Regarding the limitations of this study, they can be summarized as follows:

  1. 3.

    Manual data analysis was used to compare the actual and predicted measurements; in reality it was done manually via SPSS and DATAtab software.

  2. 4.

    Using the College of Dentistry and private clinics as data sources may have limited the training data.

  3. 5.

    The training process depends on a minimum of 5 records, with any less than this Google SerpApi will replace the training. Although this is a strong point of the software, it is also a weak point in terms of depending on a less controlled data source.

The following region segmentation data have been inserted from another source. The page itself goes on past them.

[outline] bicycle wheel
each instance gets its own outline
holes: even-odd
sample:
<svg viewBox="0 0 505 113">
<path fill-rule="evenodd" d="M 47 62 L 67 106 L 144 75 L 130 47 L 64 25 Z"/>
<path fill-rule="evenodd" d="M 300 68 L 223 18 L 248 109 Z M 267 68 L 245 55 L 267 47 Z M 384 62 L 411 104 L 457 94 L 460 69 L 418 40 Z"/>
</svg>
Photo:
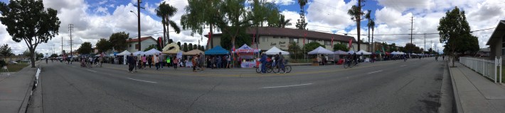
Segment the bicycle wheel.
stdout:
<svg viewBox="0 0 505 113">
<path fill-rule="evenodd" d="M 286 65 L 284 66 L 284 69 L 286 71 L 286 73 L 289 73 L 291 72 L 291 66 Z"/>
<path fill-rule="evenodd" d="M 272 71 L 273 71 L 275 73 L 279 73 L 279 71 L 280 71 L 280 69 L 279 69 L 279 66 L 274 66 L 272 67 Z"/>
</svg>

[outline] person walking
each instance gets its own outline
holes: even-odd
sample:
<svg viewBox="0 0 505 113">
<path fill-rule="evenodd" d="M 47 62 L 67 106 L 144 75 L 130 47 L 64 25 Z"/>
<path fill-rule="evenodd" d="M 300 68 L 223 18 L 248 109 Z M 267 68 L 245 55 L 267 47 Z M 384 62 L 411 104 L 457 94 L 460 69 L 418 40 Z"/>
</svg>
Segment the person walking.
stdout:
<svg viewBox="0 0 505 113">
<path fill-rule="evenodd" d="M 267 54 L 265 54 L 265 52 L 261 54 L 261 59 L 260 59 L 260 62 L 261 62 L 261 73 L 267 73 Z"/>
<path fill-rule="evenodd" d="M 159 57 L 158 56 L 158 54 L 156 54 L 154 56 L 153 59 L 153 62 L 154 62 L 154 66 L 156 66 L 156 70 L 159 69 Z"/>
<path fill-rule="evenodd" d="M 146 54 L 144 54 L 144 56 L 142 56 L 142 68 L 144 70 L 146 69 L 146 62 L 147 62 L 147 59 L 146 58 Z"/>
<path fill-rule="evenodd" d="M 201 71 L 203 71 L 203 64 L 205 64 L 205 56 L 201 52 L 200 58 L 198 58 L 198 67 L 200 67 Z"/>
<path fill-rule="evenodd" d="M 193 64 L 193 72 L 196 72 L 196 57 L 198 57 L 198 54 L 195 54 L 195 56 L 191 58 L 191 63 Z"/>
<path fill-rule="evenodd" d="M 164 61 L 165 59 L 165 55 L 161 54 L 161 53 L 159 53 L 159 55 L 158 56 L 158 59 L 159 59 L 159 65 L 161 67 L 161 70 L 163 70 L 163 67 L 165 66 L 165 61 Z"/>
<path fill-rule="evenodd" d="M 177 70 L 177 63 L 179 63 L 179 58 L 174 57 L 172 63 L 174 63 L 174 69 Z"/>
<path fill-rule="evenodd" d="M 277 60 L 277 66 L 279 66 L 279 70 L 277 71 L 277 73 L 280 73 L 280 70 L 282 69 L 282 71 L 284 71 L 284 73 L 286 73 L 286 70 L 284 69 L 284 56 L 282 56 L 282 53 L 279 52 L 279 56 L 277 56 L 279 59 Z"/>
<path fill-rule="evenodd" d="M 135 66 L 135 59 L 133 57 L 133 54 L 129 54 L 127 61 L 128 63 L 128 72 L 133 73 L 133 68 Z"/>
</svg>

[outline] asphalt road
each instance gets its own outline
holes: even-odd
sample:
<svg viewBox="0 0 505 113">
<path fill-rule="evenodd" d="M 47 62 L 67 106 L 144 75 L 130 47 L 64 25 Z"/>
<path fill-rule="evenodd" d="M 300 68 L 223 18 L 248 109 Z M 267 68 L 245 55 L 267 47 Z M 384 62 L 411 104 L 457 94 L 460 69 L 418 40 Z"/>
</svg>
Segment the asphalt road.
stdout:
<svg viewBox="0 0 505 113">
<path fill-rule="evenodd" d="M 434 58 L 285 74 L 41 65 L 44 112 L 437 112 L 445 69 Z"/>
</svg>

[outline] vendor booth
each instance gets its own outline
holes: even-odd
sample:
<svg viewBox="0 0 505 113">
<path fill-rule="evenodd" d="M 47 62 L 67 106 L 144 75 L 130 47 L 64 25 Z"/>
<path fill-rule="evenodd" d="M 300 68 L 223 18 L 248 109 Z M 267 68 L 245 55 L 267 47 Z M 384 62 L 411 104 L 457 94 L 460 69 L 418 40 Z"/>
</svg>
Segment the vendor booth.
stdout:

Future research should assess the economic benefit of applying this method, including possible cost savings from increased efficiency, fewer delays, and better resource usage. It should also use more complicated and advanced technologies to implement deep learning concepts in prediction by recognizing patterns of work and patient histories.

Conclusions

  1. 1.

    Using machine learning in dentistry is promising and can predict treatment durations accurately.

  2. 2.

    Implementing the software in hospitals and private dental clinics is useful in regulating the workflow.

  3. 3.

    Google’s SerpApi service is a powerful tool for software development. It integrates the Google search engine in the background.

  4. 4.

    Python is a simple but powerful programming language, and the available libraries make the application of AI easy.

  5. 5.

    Electronic patient records must be available in hospitals and clinics, as they may be training data for different aspects of management and regulations.